M子が死んだの。反芻するように、私は口の中でもごもごと呟いた。そう言えばM子の黄金時代、いつだったんだろう。
正直、小学校の彼女はそばかす顔で、自信満々で、何の変哲も無い普通の女の子だったように思う。その時から既に身長は高かったけど、遠くから眺めている限り、それ以外に特別な何かは感じず、輝いているようにも見えなかった。

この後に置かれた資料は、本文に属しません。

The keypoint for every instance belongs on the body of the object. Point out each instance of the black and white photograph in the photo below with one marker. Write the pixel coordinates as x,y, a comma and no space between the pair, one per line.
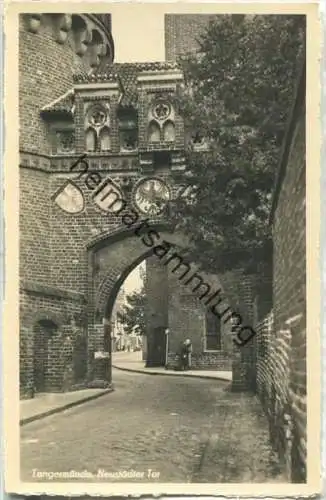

大きくなったら、モデルになるの。屈託無く笑う彼女は、恥ずかしがる素振りも見せず言っていた。周りのみんなはそれを応援していたし、否定する人は誰もいなかった。
無理だ。そう思っていたのは、おそらく私だけだ。幼い私はそんなM子がひたすら羨ましくて、それと同時にいなくなれと思っていた。今なら分かる、あれこそが私の初めて体験した嫉妬だったのだ。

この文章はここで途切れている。